C++ Annotated August 2021: Practical Modules, C++20 Attribute to Help with EBO, Valgrind, Intel Compiler, and CLion News
Our monthly C++ Annotated digest and its companion, the No Diagnostic Required show, released a new episode with August news!
If you have already subscribed, feel free to skip to the news. If you are new, you can explore all the formats we offer. Choose to read, listen, or watch our essential digest of this month’s C++ news:
- Read the monthly digest on our blog (use the form on the right to subscribe to the whole blog).
- Subscribe to C++ Annotated emails by filling out this form.
- Watch the No Diagnostic Required show on YouTube. To be notified of new episodes, follow us on Twitter.
- Listen to our podcast – just search for “No Diagnostic Required” in your favorite podcast player (see the list of supported players).
August news
- Language news
- Learning
- Tools
- And finally, 10 years of C++ support in JetBrains tools!
Watch the August episode of No Diagnostic Required below, or keep reading for all the latest news!
Language News
D2422R0 “Remove nodiscard annotations from the standard library specification”
This is another example of a paper that has recently been covered on CppCast, it appears to be an unusual paper at first glance. That was certainly my reaction when I first heard it discussed on CppCast, and that seemed to be Rob and Jason’s reaction, too.
It’s worth digging into this a bit more to find out what’s really being said in this paper. It’s definitely a case where the devil is in the details and a little more background is insightful, so let’s dive in.
[[nodiscard]]
is an attribute introduced in C++17 as a hint that compilers or other tools can choose to check whether the return value is used or explicitly cast to void
by the caller. It can be applied to a function (including member functions), in which case it refers to the return value of that function or to a type (including enums), in which case it applies to any function that returns values of that type – great for error codes or types. In C++20 it was extended to allow a message to be included that explains why the value should not be discarded.
Along with error types, functions that have no side-effects (are “pure”) also seem like good use cases. Back in May, we talked about a proposal for adding [[nodiscard]]
to the iterators library for this reason. There have been other proposals, many already accepted into the working draft for C++23, that add it to other functions, like memory allocation functions and empty()
member functions.
These all seem like great uses of [[nodiscard]]
– almost no-brainers, even (although there were some less obvious cases).
So what’s the problem? Rewind to where we said these should be considered “hints”. This is a definite case of “no diagnostic required”. On the other hand, standard library authors are entirely free to add [[nodiscard]]
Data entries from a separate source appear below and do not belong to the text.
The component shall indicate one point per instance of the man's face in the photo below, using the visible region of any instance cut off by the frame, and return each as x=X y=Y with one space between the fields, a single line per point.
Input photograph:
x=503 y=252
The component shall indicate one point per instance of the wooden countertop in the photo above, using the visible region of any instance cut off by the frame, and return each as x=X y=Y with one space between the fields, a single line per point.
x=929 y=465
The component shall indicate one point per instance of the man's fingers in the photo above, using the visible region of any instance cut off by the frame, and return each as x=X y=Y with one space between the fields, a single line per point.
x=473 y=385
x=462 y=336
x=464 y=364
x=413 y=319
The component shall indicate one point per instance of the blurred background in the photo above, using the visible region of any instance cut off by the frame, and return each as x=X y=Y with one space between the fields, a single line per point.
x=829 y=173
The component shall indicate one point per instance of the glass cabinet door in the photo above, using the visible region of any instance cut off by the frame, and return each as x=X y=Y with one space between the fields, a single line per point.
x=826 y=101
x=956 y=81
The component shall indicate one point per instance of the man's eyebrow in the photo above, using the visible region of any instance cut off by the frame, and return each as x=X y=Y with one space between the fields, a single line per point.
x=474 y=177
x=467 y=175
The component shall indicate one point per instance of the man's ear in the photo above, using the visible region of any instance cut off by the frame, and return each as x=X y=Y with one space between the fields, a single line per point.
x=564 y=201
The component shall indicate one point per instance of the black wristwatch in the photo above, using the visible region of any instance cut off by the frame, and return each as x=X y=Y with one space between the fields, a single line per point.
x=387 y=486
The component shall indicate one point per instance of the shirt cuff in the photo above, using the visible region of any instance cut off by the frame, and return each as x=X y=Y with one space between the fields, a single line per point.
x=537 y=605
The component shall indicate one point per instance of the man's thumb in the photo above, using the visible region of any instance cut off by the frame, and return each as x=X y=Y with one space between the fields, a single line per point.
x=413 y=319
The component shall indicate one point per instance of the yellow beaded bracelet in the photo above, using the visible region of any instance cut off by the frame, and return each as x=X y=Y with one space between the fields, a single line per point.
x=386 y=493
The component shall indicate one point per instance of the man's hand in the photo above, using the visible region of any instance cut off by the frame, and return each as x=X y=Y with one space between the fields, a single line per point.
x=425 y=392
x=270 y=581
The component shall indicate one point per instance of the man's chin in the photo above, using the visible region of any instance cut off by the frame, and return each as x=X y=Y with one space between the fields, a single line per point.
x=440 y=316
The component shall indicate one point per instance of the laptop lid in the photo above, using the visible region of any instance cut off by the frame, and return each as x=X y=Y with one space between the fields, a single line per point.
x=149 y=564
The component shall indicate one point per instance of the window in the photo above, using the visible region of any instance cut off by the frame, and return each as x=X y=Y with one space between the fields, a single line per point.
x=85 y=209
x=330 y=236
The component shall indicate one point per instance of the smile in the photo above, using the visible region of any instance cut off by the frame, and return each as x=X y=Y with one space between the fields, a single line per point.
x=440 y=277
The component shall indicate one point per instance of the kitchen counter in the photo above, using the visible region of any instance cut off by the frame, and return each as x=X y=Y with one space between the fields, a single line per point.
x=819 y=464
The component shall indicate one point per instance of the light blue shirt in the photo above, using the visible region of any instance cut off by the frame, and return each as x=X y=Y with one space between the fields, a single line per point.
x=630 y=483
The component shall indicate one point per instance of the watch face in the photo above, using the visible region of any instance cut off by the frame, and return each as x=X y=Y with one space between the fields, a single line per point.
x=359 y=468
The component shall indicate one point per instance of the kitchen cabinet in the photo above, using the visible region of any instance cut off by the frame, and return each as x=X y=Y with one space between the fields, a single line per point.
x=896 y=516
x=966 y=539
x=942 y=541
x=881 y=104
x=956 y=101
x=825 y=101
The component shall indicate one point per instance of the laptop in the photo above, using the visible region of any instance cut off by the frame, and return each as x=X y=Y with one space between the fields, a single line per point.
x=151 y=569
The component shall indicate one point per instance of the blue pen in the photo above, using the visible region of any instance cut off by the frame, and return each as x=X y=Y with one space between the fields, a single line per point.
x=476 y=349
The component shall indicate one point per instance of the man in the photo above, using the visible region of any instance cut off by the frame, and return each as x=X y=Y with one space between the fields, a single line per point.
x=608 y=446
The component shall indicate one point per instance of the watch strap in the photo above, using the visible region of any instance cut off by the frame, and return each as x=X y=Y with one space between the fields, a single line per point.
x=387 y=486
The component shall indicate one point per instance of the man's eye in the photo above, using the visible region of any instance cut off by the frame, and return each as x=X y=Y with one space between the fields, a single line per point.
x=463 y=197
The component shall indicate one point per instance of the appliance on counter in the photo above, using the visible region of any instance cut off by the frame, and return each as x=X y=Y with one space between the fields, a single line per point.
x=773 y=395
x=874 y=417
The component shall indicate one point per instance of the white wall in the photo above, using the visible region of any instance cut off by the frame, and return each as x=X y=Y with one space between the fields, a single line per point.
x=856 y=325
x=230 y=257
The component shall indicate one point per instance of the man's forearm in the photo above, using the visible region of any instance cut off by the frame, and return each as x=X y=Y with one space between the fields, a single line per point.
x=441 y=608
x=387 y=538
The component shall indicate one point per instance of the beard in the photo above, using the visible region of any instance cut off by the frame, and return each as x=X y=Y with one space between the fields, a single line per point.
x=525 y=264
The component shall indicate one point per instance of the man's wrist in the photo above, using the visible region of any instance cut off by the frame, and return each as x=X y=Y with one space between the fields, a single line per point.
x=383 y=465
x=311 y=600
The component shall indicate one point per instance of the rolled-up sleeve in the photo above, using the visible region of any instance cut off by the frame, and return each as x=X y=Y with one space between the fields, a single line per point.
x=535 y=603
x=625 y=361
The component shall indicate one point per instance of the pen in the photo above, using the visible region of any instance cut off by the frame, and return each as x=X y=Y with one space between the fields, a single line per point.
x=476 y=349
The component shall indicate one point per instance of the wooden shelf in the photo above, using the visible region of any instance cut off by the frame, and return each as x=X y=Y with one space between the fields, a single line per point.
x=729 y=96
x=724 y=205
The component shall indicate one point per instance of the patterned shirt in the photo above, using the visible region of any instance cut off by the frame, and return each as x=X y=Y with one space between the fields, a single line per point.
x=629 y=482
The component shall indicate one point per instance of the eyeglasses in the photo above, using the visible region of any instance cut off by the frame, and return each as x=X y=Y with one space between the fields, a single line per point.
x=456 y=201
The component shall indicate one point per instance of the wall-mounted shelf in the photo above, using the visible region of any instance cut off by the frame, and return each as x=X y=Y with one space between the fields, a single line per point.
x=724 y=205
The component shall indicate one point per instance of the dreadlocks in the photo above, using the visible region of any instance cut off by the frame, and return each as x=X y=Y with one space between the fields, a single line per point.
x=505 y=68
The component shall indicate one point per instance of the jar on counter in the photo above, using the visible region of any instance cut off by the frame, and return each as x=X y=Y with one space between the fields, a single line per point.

anywhere they see fit, and many have done so. Microsoft’s stdlib contains over 400 such annotations, for example. Beyond that, even without [[nodiscard]],
tools (including compilers) are allowed to issue warnings when return values are discarded if they think there is a good case for doing so.
So that raises the question: should something that doesn’t specify anything be put into a specification? The only possible change is that some additional warnings may be issued. Useful warnings, for sure (assuming they’re not false positives), but at what cost?
The downsides include:
- Committee time. This is not as trivial as it sounds. The committee is already overstretched and these proposals take more time to review and process than you might think. If the goal is to get to 100% coverage on functions/types that should be annotated it may be worth the hit – at least at some point – but, as we’ll see, that may not be an appropriate goal.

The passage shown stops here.